While talking to Jackie from the congregation in the alleyway that runs past the Rectory a couple of weeks ago I happened to cast my eye on the wall supporting the fence that separates my garden from that of a long-unoccupied adjoining house and spotted this thing. Jackie said she'd noticed it a day or two before. I may be traducing the maker, but I couldn't help but think it one of the most hideous and baleful objects I have ever seen. I hesitate to inflict it on you but it did make an impression with its goggly eyes, half-formed nose, apparently detached lips and warts, if that's what they are. It was clearly there to gaze out on passersby and, presumably, unnerve them. It achieved its aim as far as we were concerned. Now, I remember Ms Formerly Aldgate once remarking that 'most people choose objects and decorations to make their houses more homely and comforting. You pick yours to make it more unsettling', which I thought was an exaggeration, but even so I don't like unsettling things suddenly appearing out of nowhere that I have had no hand in procuring. Later that afternoon I made some holy water, took my purple stole, and sprinkled the mask while saying some appropriate prayers against malign intentions and reciting the Prologue of St John. I didn't want to destroy it; something nagged at me that that's how horror movies start. Now, despite a former Staggers colleague of mine saying that a similar thing had appeared in his churchyard once and thoroughly discombobulated everyone who saw it, I wasn't expecting the Adversary to manifest himself nearby as a result, even if I was reading Jeremy Harte's Cloven Country at the time (about which I may say something on another occasion). But if there are malevolent intents about, even perfectly human ones, I do think they attract more and so they need to be recognised and defused in some way.

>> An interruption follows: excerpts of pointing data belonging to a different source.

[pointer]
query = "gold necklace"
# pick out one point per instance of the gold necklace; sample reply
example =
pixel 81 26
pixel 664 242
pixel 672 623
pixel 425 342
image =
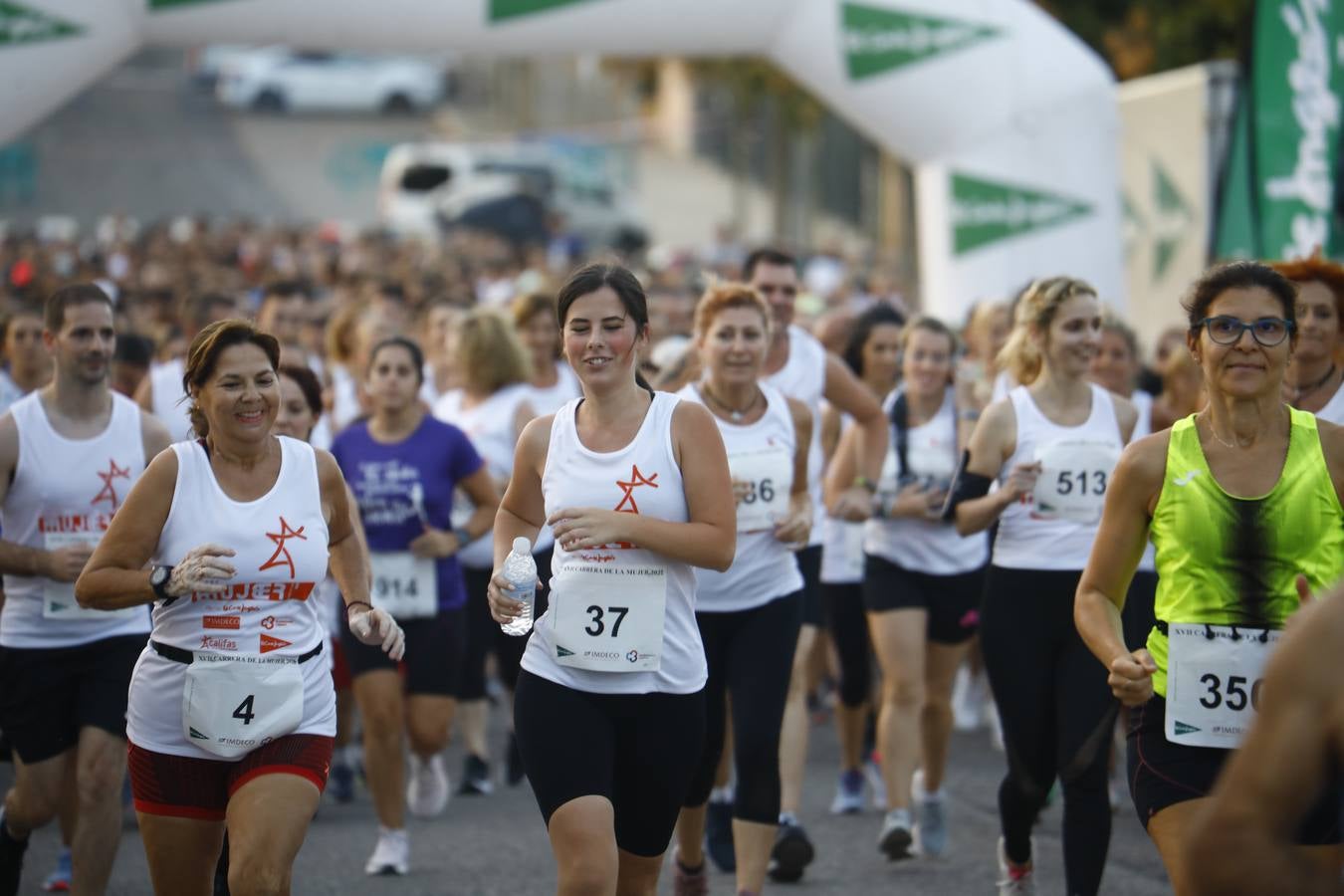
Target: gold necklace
pixel 734 414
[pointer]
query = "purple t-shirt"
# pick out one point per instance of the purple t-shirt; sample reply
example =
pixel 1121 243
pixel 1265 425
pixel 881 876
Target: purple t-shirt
pixel 436 457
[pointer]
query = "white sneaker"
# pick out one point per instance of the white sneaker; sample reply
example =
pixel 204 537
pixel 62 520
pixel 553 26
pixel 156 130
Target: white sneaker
pixel 391 854
pixel 427 790
pixel 1016 881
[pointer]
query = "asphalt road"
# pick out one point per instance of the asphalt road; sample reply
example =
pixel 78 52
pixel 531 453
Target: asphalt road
pixel 496 845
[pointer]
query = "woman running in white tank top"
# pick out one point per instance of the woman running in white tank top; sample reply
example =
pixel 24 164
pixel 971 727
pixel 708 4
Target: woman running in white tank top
pixel 636 488
pixel 229 715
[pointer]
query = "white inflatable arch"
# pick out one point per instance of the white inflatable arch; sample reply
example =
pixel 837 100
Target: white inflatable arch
pixel 1008 119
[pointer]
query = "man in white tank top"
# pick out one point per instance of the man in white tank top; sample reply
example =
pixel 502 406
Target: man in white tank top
pixel 69 456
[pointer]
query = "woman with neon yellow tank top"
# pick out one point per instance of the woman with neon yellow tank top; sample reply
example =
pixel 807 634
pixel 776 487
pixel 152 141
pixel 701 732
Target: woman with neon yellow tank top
pixel 1242 503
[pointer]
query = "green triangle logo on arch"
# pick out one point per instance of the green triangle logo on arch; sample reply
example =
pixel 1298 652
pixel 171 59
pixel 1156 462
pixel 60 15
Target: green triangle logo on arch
pixel 506 10
pixel 879 39
pixel 1172 222
pixel 987 211
pixel 20 24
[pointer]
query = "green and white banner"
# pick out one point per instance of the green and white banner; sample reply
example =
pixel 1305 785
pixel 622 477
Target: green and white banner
pixel 1278 196
pixel 1008 119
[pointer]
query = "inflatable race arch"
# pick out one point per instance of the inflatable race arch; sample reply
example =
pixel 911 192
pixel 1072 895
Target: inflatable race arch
pixel 1007 118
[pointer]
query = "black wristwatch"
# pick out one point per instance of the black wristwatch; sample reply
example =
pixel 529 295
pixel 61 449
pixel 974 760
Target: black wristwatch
pixel 158 576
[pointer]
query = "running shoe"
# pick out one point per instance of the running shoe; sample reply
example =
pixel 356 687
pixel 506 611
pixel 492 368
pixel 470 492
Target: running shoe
pixel 894 841
pixel 1014 881
pixel 514 773
pixel 426 794
pixel 476 777
pixel 11 860
pixel 930 829
pixel 791 852
pixel 848 799
pixel 58 881
pixel 688 881
pixel 340 784
pixel 391 854
pixel 718 835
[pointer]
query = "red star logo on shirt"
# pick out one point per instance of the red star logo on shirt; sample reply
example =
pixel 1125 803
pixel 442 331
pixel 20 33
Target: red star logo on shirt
pixel 110 491
pixel 281 555
pixel 637 479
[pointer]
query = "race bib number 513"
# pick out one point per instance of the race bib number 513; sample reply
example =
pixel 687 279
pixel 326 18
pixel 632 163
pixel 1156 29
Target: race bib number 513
pixel 609 618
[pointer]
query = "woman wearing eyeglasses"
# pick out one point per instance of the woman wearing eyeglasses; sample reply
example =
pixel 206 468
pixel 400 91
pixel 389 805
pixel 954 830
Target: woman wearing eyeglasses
pixel 1242 503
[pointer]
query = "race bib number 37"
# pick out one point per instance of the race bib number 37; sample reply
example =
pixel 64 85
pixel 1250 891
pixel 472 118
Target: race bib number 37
pixel 1214 684
pixel 609 618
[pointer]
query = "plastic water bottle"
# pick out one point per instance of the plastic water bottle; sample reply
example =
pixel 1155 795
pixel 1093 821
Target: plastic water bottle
pixel 521 569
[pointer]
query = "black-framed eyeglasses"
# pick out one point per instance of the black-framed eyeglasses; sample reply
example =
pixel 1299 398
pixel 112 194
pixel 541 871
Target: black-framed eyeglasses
pixel 1226 330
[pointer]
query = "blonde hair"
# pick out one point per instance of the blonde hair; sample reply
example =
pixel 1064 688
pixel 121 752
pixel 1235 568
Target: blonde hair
pixel 1035 312
pixel 721 297
pixel 488 352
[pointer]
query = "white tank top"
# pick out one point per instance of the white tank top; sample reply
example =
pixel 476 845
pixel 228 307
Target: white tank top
pixel 171 404
pixel 763 568
pixel 1078 462
pixel 925 546
pixel 66 491
pixel 803 377
pixel 841 542
pixel 642 477
pixel 553 398
pixel 490 426
pixel 1333 410
pixel 1143 403
pixel 275 602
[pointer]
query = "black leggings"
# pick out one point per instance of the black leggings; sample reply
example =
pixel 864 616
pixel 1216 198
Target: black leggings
pixel 636 750
pixel 486 635
pixel 848 626
pixel 1056 716
pixel 750 656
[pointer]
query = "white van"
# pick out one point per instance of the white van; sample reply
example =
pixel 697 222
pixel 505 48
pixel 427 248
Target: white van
pixel 423 184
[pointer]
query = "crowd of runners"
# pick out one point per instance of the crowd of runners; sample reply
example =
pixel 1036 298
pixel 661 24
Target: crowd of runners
pixel 257 489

Yesterday I discovered that the mask had gone. Perhaps I was being too sensitive and someone was simply showing off their pottery skills (Ms Kittywitch commented that it was better than anything she ever produced in pottery class - 'the best I ever managed was a creepy hedgehog'). Professor Abacus asked 'Will it return?' and that would be really unsettling. LiberFaciorum did its best to add to the mood by posting on my timeline the banner 'Suggested for You' and then a picture of Patrick Troughton as Fr Brennan in The Omen skewered by a pole. How encouraging in my ministry.
The object may have been placed there with malevolent intent, but you are right not to infer supernatural activity without very clear evidence.